Giancarlo Rota (1932-1999) was an Italian-born, then naturalized American, mathematician and philosopher. As happens to outstanding thinkers, in his late years he was often invited to give a speech on more or less everything he wanted. At the Rotafest organized in his honour at MIT he spelled out a list of suggestions for scientists1:
A speaker should try to give his audience something they can take home. But what? I have been collecting some random bits of advice that I keep repeating to myself, do’s and don’ts of which I have been and will always be guilty. […] The advice we give others is the advice that we ourselves need.
There would be a lot to say on both the content of those suggestions and wheter the same pieces of advice that are valid for masters are also of great interest for all scientists.
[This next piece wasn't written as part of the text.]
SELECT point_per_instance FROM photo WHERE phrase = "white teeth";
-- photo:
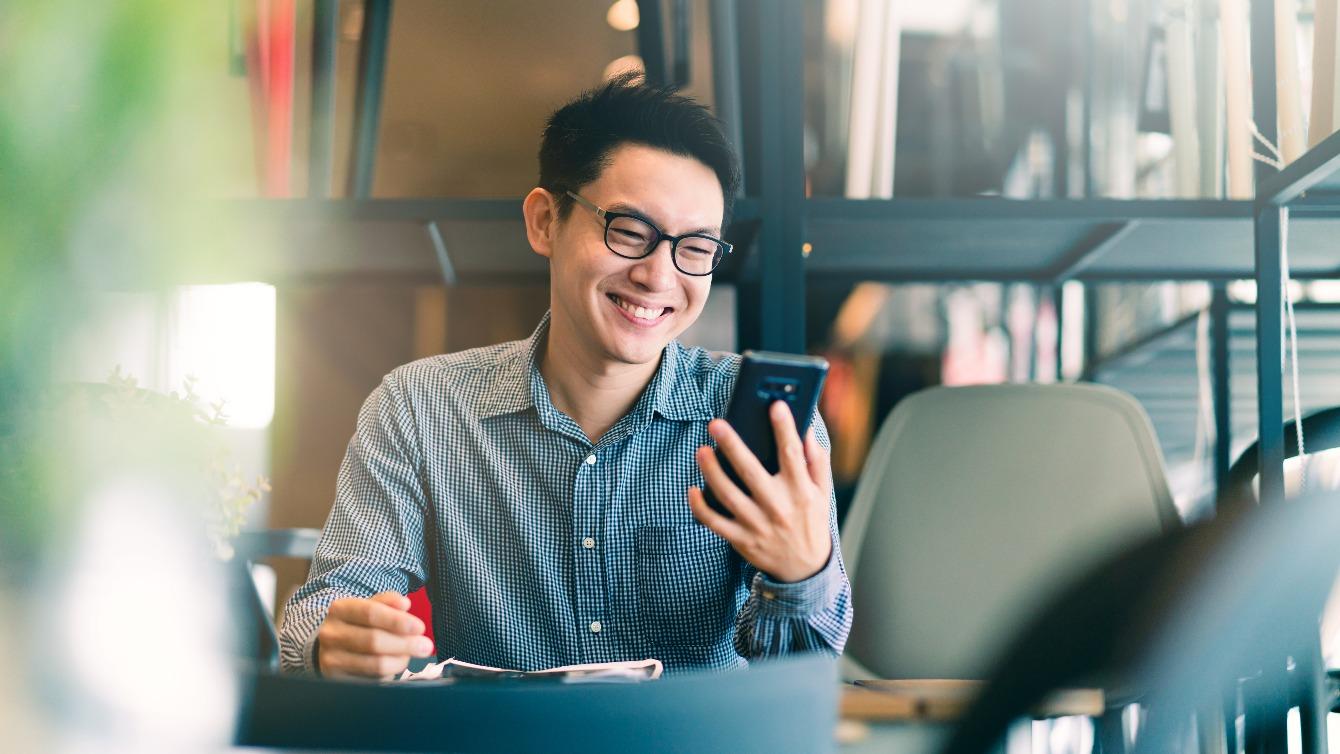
(641, 312)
But for a change, let me cut this short and just present the two among them that I found the most interesting (one of which is in fact by the physicist Richard Feynman), leaving to the readers all extra-thinking.
5. Every mathematician has only a few tricks. A long time ago an older and well known number theorist made some disparaging remarks about Paul Erdös’ work. You admire Erdös contributions to mathematics as much as I do, and I felt annoyed when the older mathematician flatly and definitively stated that all of Erdös work could be “reduced” to a few tricks which Erdös repeatedly relied on in his proofs. What the number theorist did not realize is that other mathematicians, even the very best, also rely on a few tricks which they use over and over. Take Hilbert. The second volume of Hilbert’s collected papers contains Hilbert’s papers in invariant theory. I have made a point of reading some of these papers with care. It is sad to note that some of Hilbert’s beautiful results have been completely forgotten. But on reading the proofs of Hilbert’s striking and deep theorems in invariant theory, it was surprising to verify that Hilbert’s proofs relied on the same few tricks. Even Hilbert had only a few tricks!
7. Use the Feynman method. Richard Feynman was fond of giving the following advice on how to be a genius. You have to keep a dozen of your favorite problems constantly present in your mind, although by and large they will lay in a dormant state. Every time you hear or read a new trick or a new result, test it against each of your twelve problems to see whether it helps. Every once in a while there will be a hit, and people will say: “How did he do it? He must be a genius!”
1. This and following citations are taken from: Ten lessons I wish I had been thaught (presented at MIT on April 20, 1996, on the occasion of the Rotafest), in Giancarlo Rota, Indiscrete Thoughts, Modern Birkhäuser Classics (1997), pages 195–203.